Dikesempatan lain, Menteri Keuangan juga telah memaparkan transaksi Rp 349 triliun dalam 300 surat dari PPATK yang awalnya tidak berisikan angka sejak 2009 hingga 2023. Dari penelusuran yang telah dilakukan, 200 surat yang berisi laporan analisis dari PPATK. Rinciannya, 135 surat terkait perusahaan dan pegawai Kemenkeu dengan transaksi mencurigakan senilai Rp 22 triliun. Dari nilai tersebut Rp 18,7 triliun dilakukan oleh perusahaan dan Rp 3,3 triliun oleh PNS Kemenkeu. Sebanyak 65 surat dengan nilai transaksi mencurigakan senilai Rp 253 triliun.
Jika dianalisa, kejadian ini menunjukan adanya titik lemah yang ditunjukan dengan disharmonisasi antar lembaga. Dugaan atas kasus fraud (kecurangan) menjadi akibat dari kurangnya pengendalian Management Control System (MCS), internal control dan kekosongan Sistem Operasional Prosedur (SOP) yang bisa membawa potensi kerugian negara.
Meskipun sudah dibantah, Kemenkeu dan PPATK menyatakan Transaksi Rp300 Triliun bukan tentang adanya abuse of power ataupun adanya korupsi atau TPPU Pegawai Kemenkeu, hal ini menjadi kejadian yang tidak bisa dilupakan masyarakat begitu saja. Beberapa langkah telah dilakukan beberapa lembaga untuk mecari titik temu dari permasalahan, dengan harapan kedepannya perbaikan yang selalu harus dilakukan dengan continous improvement.

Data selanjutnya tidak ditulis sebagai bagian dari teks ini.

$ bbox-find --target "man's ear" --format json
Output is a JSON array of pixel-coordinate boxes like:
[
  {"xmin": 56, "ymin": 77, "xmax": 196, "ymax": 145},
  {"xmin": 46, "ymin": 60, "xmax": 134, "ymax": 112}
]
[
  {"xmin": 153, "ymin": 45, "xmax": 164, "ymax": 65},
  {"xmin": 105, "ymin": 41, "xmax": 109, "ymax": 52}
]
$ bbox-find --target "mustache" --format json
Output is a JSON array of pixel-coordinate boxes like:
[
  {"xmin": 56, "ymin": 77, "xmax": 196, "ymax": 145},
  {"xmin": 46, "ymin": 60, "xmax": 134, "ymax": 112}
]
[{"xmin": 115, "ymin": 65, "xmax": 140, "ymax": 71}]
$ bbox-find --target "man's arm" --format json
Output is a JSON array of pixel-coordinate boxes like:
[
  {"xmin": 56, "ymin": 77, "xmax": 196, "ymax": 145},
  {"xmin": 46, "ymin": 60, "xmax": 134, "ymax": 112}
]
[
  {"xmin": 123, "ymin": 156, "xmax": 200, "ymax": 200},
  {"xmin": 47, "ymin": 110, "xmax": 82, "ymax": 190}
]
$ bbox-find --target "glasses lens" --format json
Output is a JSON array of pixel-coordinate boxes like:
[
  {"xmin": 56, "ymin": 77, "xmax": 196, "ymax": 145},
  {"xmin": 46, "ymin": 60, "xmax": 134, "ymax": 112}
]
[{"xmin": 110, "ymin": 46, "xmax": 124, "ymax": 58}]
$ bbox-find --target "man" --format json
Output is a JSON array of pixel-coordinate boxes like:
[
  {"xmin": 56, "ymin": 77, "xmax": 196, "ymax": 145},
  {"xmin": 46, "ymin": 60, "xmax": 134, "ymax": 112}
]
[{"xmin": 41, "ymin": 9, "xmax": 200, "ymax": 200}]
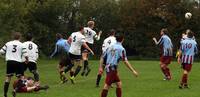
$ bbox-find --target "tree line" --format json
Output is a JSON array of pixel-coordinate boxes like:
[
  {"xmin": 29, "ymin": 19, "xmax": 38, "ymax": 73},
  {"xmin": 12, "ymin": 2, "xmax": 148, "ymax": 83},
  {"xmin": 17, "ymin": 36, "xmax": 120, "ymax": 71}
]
[{"xmin": 0, "ymin": 0, "xmax": 200, "ymax": 58}]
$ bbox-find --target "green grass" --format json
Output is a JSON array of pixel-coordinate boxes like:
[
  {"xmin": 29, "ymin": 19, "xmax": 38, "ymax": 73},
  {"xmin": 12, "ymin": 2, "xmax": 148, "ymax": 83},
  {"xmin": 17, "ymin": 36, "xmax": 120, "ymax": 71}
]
[{"xmin": 0, "ymin": 59, "xmax": 200, "ymax": 97}]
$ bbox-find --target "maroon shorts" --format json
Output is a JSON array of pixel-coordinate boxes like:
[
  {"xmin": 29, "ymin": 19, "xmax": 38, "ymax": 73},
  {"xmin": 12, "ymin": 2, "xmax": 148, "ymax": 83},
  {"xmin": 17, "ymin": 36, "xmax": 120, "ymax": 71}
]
[
  {"xmin": 160, "ymin": 56, "xmax": 172, "ymax": 65},
  {"xmin": 105, "ymin": 70, "xmax": 120, "ymax": 86},
  {"xmin": 182, "ymin": 63, "xmax": 192, "ymax": 72},
  {"xmin": 16, "ymin": 87, "xmax": 28, "ymax": 93}
]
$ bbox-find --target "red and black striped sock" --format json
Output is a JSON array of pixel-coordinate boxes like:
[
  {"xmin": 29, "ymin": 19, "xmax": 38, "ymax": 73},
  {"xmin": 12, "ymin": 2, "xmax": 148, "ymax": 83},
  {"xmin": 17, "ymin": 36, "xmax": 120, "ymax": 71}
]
[
  {"xmin": 181, "ymin": 74, "xmax": 187, "ymax": 85},
  {"xmin": 116, "ymin": 88, "xmax": 122, "ymax": 97},
  {"xmin": 101, "ymin": 89, "xmax": 108, "ymax": 97}
]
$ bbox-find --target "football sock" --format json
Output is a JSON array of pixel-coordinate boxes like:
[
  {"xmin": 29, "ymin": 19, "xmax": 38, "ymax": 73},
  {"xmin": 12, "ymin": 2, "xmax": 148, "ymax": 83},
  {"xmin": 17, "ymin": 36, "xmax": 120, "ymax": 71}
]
[
  {"xmin": 33, "ymin": 71, "xmax": 39, "ymax": 82},
  {"xmin": 96, "ymin": 74, "xmax": 101, "ymax": 86},
  {"xmin": 74, "ymin": 66, "xmax": 81, "ymax": 77},
  {"xmin": 181, "ymin": 74, "xmax": 187, "ymax": 85},
  {"xmin": 64, "ymin": 64, "xmax": 74, "ymax": 73},
  {"xmin": 116, "ymin": 88, "xmax": 122, "ymax": 97},
  {"xmin": 4, "ymin": 82, "xmax": 10, "ymax": 96},
  {"xmin": 101, "ymin": 89, "xmax": 108, "ymax": 97},
  {"xmin": 166, "ymin": 67, "xmax": 171, "ymax": 79},
  {"xmin": 70, "ymin": 71, "xmax": 74, "ymax": 77},
  {"xmin": 161, "ymin": 67, "xmax": 167, "ymax": 76},
  {"xmin": 83, "ymin": 60, "xmax": 88, "ymax": 72}
]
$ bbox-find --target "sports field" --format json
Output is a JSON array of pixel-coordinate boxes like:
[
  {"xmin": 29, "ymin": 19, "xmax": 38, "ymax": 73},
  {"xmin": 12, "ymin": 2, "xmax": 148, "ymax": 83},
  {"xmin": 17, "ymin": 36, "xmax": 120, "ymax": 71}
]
[{"xmin": 0, "ymin": 59, "xmax": 200, "ymax": 97}]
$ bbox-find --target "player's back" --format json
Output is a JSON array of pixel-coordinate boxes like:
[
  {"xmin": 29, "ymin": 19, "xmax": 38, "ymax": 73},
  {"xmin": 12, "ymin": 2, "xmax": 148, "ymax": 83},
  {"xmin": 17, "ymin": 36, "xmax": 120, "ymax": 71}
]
[
  {"xmin": 69, "ymin": 32, "xmax": 85, "ymax": 55},
  {"xmin": 3, "ymin": 40, "xmax": 22, "ymax": 62},
  {"xmin": 161, "ymin": 35, "xmax": 173, "ymax": 48},
  {"xmin": 102, "ymin": 36, "xmax": 117, "ymax": 52},
  {"xmin": 84, "ymin": 27, "xmax": 96, "ymax": 44},
  {"xmin": 106, "ymin": 42, "xmax": 126, "ymax": 66},
  {"xmin": 22, "ymin": 41, "xmax": 38, "ymax": 62},
  {"xmin": 56, "ymin": 39, "xmax": 70, "ymax": 53},
  {"xmin": 181, "ymin": 38, "xmax": 197, "ymax": 56}
]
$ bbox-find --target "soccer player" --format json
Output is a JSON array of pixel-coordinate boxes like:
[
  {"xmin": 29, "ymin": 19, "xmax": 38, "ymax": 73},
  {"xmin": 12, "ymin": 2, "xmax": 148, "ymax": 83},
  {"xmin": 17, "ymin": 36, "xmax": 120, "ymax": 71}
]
[
  {"xmin": 13, "ymin": 77, "xmax": 49, "ymax": 93},
  {"xmin": 22, "ymin": 33, "xmax": 39, "ymax": 82},
  {"xmin": 50, "ymin": 33, "xmax": 73, "ymax": 83},
  {"xmin": 100, "ymin": 35, "xmax": 138, "ymax": 97},
  {"xmin": 96, "ymin": 29, "xmax": 117, "ymax": 87},
  {"xmin": 81, "ymin": 21, "xmax": 102, "ymax": 76},
  {"xmin": 153, "ymin": 28, "xmax": 173, "ymax": 80},
  {"xmin": 0, "ymin": 32, "xmax": 24, "ymax": 97},
  {"xmin": 178, "ymin": 31, "xmax": 198, "ymax": 89},
  {"xmin": 68, "ymin": 27, "xmax": 94, "ymax": 84}
]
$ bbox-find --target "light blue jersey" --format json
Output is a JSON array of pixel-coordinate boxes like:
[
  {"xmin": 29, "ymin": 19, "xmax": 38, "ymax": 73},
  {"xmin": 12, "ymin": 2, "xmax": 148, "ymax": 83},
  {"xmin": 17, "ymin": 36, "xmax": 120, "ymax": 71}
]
[
  {"xmin": 158, "ymin": 35, "xmax": 173, "ymax": 56},
  {"xmin": 51, "ymin": 38, "xmax": 70, "ymax": 57},
  {"xmin": 103, "ymin": 42, "xmax": 127, "ymax": 72},
  {"xmin": 180, "ymin": 38, "xmax": 198, "ymax": 64}
]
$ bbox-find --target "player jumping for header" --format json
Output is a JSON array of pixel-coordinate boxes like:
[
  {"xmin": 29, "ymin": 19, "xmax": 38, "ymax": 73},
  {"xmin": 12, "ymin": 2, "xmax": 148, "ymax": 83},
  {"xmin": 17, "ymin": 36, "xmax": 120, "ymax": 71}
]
[{"xmin": 153, "ymin": 28, "xmax": 173, "ymax": 80}]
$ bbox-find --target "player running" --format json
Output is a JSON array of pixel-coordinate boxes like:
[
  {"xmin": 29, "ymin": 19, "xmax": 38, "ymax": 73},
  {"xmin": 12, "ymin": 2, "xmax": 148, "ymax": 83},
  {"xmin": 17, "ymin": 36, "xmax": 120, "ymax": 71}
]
[
  {"xmin": 13, "ymin": 77, "xmax": 49, "ymax": 93},
  {"xmin": 0, "ymin": 32, "xmax": 24, "ymax": 97},
  {"xmin": 100, "ymin": 33, "xmax": 138, "ymax": 97},
  {"xmin": 178, "ymin": 31, "xmax": 198, "ymax": 89},
  {"xmin": 50, "ymin": 33, "xmax": 73, "ymax": 83},
  {"xmin": 22, "ymin": 33, "xmax": 39, "ymax": 83},
  {"xmin": 81, "ymin": 21, "xmax": 102, "ymax": 76},
  {"xmin": 96, "ymin": 29, "xmax": 117, "ymax": 87},
  {"xmin": 153, "ymin": 28, "xmax": 173, "ymax": 80},
  {"xmin": 68, "ymin": 27, "xmax": 94, "ymax": 84}
]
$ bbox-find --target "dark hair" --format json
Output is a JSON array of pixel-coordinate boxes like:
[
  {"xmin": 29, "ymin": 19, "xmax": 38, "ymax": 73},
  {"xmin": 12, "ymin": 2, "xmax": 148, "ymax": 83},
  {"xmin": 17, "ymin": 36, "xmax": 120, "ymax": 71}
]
[
  {"xmin": 161, "ymin": 28, "xmax": 169, "ymax": 34},
  {"xmin": 109, "ymin": 29, "xmax": 116, "ymax": 36},
  {"xmin": 27, "ymin": 77, "xmax": 34, "ymax": 80},
  {"xmin": 56, "ymin": 33, "xmax": 63, "ymax": 39},
  {"xmin": 12, "ymin": 32, "xmax": 21, "ymax": 40},
  {"xmin": 187, "ymin": 30, "xmax": 194, "ymax": 38},
  {"xmin": 26, "ymin": 33, "xmax": 33, "ymax": 41},
  {"xmin": 115, "ymin": 34, "xmax": 124, "ymax": 42},
  {"xmin": 78, "ymin": 26, "xmax": 84, "ymax": 31}
]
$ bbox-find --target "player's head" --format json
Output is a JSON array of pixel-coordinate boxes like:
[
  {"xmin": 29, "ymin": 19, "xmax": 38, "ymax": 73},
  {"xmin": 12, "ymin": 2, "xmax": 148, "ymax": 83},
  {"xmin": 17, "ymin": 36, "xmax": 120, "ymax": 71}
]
[
  {"xmin": 160, "ymin": 28, "xmax": 168, "ymax": 35},
  {"xmin": 87, "ymin": 21, "xmax": 94, "ymax": 29},
  {"xmin": 109, "ymin": 29, "xmax": 116, "ymax": 36},
  {"xmin": 12, "ymin": 32, "xmax": 21, "ymax": 40},
  {"xmin": 26, "ymin": 33, "xmax": 33, "ymax": 41},
  {"xmin": 56, "ymin": 33, "xmax": 63, "ymax": 40},
  {"xmin": 187, "ymin": 30, "xmax": 194, "ymax": 38},
  {"xmin": 79, "ymin": 26, "xmax": 84, "ymax": 34},
  {"xmin": 27, "ymin": 77, "xmax": 34, "ymax": 87},
  {"xmin": 115, "ymin": 34, "xmax": 124, "ymax": 43}
]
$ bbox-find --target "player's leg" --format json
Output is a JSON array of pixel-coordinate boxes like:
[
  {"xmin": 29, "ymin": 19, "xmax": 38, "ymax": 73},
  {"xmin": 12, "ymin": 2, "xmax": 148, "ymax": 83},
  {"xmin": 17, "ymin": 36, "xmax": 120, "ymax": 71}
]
[
  {"xmin": 74, "ymin": 60, "xmax": 82, "ymax": 77},
  {"xmin": 116, "ymin": 81, "xmax": 122, "ymax": 97},
  {"xmin": 4, "ymin": 61, "xmax": 16, "ymax": 97},
  {"xmin": 160, "ymin": 56, "xmax": 171, "ymax": 80},
  {"xmin": 12, "ymin": 62, "xmax": 24, "ymax": 97},
  {"xmin": 179, "ymin": 64, "xmax": 192, "ymax": 89},
  {"xmin": 101, "ymin": 72, "xmax": 114, "ymax": 97},
  {"xmin": 81, "ymin": 51, "xmax": 88, "ymax": 76},
  {"xmin": 28, "ymin": 62, "xmax": 39, "ymax": 82}
]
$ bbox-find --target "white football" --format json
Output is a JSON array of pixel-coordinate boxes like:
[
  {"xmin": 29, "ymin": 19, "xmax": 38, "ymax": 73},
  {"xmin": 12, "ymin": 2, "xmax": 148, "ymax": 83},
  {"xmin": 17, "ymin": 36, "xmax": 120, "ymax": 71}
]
[{"xmin": 185, "ymin": 12, "xmax": 192, "ymax": 19}]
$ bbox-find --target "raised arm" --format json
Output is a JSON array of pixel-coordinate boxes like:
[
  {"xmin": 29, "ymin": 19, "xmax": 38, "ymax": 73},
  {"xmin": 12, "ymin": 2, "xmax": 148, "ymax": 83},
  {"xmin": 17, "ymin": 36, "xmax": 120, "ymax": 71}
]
[{"xmin": 94, "ymin": 31, "xmax": 102, "ymax": 40}]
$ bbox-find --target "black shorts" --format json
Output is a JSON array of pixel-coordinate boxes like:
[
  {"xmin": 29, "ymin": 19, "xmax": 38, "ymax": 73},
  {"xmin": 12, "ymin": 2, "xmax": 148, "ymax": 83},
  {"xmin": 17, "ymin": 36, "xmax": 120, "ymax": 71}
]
[
  {"xmin": 23, "ymin": 62, "xmax": 37, "ymax": 72},
  {"xmin": 81, "ymin": 42, "xmax": 93, "ymax": 53},
  {"xmin": 6, "ymin": 61, "xmax": 24, "ymax": 76},
  {"xmin": 59, "ymin": 54, "xmax": 72, "ymax": 67},
  {"xmin": 69, "ymin": 53, "xmax": 82, "ymax": 60}
]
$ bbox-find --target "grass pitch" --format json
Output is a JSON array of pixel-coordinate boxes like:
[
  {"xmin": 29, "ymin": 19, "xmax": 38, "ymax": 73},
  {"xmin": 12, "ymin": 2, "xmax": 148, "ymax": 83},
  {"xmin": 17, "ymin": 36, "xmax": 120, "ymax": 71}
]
[{"xmin": 0, "ymin": 59, "xmax": 200, "ymax": 97}]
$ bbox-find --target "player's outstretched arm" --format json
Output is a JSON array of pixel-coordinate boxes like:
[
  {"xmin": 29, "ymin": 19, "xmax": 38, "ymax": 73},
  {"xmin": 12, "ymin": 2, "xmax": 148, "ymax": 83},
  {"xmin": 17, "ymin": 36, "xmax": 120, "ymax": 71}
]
[
  {"xmin": 177, "ymin": 50, "xmax": 182, "ymax": 64},
  {"xmin": 83, "ymin": 42, "xmax": 94, "ymax": 55},
  {"xmin": 95, "ymin": 31, "xmax": 102, "ymax": 40},
  {"xmin": 99, "ymin": 56, "xmax": 104, "ymax": 72},
  {"xmin": 153, "ymin": 37, "xmax": 158, "ymax": 45},
  {"xmin": 124, "ymin": 60, "xmax": 138, "ymax": 77}
]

Perubahan sistem implementasi secara penuh sistem ini administrasi perpajakan alias core tax administration system (CTAS) mulai tahun 2024 juga diharapkan bisa menjadi jembatan mengurangi interaksi antara wajib pajak dengan petugas. Lembaga juga harus selalu mengawal tindakan koruptif pegawainya dengan tidak membiarkan life style berlebihan yang pada akhirnya membawa kecurigaan masyarakat. Demikian juga dengan modus lain, yaitu harta fantastik yang tidak dilaporkan dalam LHKPN, penyembunyian harta dalam bursa saham, dan pencucian uang yang lain dengan tujuan tidak terendus aparat hukum.